Meaghan O'Neill -- Interior Design, 12/13/2005
While working as a photographer for the U.S. Engineer Corps from 1936 to 1941, Clarence John Laughlin documented the Mississippi River levee projects, mausoleums, antebellum mansions, and other distinctive structures that capture New Orleans’s architectural heritage. The American photographer, who died in 1985, eventually came to view architecture as the ideal union of nature and culture and, as such, one of humankind’s most significant feats.
Laughlin’s New Orleans photographs are the anchor of a new exhibit at the Philadelphia Museum of Art, “The Secret Life of Buildings: Photographs by Clarence John Laughlin,” on view from December 17–April 30, 2006. The work in the show is drawn from the museum’s own collection of more than 250 photographs made by Laughlin between 1940 and the mid-1960’s.
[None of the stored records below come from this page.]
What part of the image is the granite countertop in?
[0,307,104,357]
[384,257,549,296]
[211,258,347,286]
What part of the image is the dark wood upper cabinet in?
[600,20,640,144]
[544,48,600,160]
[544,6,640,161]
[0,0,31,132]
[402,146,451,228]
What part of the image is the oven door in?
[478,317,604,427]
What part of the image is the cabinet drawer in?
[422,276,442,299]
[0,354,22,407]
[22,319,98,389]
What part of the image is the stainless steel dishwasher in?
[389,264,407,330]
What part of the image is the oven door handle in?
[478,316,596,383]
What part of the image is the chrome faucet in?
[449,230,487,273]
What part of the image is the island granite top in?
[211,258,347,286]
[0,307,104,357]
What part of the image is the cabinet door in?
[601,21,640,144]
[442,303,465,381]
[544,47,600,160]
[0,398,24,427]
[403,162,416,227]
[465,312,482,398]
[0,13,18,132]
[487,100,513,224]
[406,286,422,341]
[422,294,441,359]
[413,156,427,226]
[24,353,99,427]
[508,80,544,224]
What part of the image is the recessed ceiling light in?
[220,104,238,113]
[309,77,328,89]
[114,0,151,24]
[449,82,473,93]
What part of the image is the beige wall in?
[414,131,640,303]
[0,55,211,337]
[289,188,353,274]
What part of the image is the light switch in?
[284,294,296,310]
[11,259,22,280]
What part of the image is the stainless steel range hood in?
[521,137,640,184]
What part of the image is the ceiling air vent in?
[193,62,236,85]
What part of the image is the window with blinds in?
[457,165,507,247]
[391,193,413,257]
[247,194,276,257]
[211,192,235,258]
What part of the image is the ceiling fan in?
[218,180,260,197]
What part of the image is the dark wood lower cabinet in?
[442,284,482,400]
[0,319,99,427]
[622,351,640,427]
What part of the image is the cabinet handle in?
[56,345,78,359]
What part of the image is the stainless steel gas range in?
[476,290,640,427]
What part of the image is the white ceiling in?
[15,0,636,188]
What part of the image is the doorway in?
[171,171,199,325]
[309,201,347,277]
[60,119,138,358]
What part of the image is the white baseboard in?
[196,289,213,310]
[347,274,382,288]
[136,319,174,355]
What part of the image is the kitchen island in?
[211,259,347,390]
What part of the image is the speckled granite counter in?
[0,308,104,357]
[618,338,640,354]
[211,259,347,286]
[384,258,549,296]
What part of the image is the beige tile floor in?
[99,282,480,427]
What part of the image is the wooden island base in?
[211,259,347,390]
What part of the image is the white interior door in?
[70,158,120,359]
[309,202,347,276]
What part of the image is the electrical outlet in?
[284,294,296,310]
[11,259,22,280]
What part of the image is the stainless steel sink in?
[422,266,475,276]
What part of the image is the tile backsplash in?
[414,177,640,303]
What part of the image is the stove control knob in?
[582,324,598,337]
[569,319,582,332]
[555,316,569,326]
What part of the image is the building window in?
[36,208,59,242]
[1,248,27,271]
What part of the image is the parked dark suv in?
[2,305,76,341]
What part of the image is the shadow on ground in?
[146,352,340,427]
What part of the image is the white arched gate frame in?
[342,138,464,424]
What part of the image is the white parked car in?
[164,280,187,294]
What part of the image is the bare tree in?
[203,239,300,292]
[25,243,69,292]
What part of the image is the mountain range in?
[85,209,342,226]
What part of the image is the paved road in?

“Laughlin used architecture as a point of departure for his own poetic explorations of human psychology,” says Katherine Ware, photography curator for the museum. His images of decaying buildings shrouded in shadows have a haunting quality, layered with history and memories--their “secret life,” as Laughlin described them. Poetical titles for the images seem to be inspired by his interest in the writings of French Symbolists such as Arthur Rimbaud and Charles Baudelaire.
Born in Lake Charles, Louisiana, the self-taught Laughlin is best-known for his elegiac volume Ghosts Along the Mississippi, published in 1948, which recorded dilapidated manor houses of the antebellum South. He also contributed to magazines such as Vogue and worked with the photography department at the National Archives in Washington, D.C.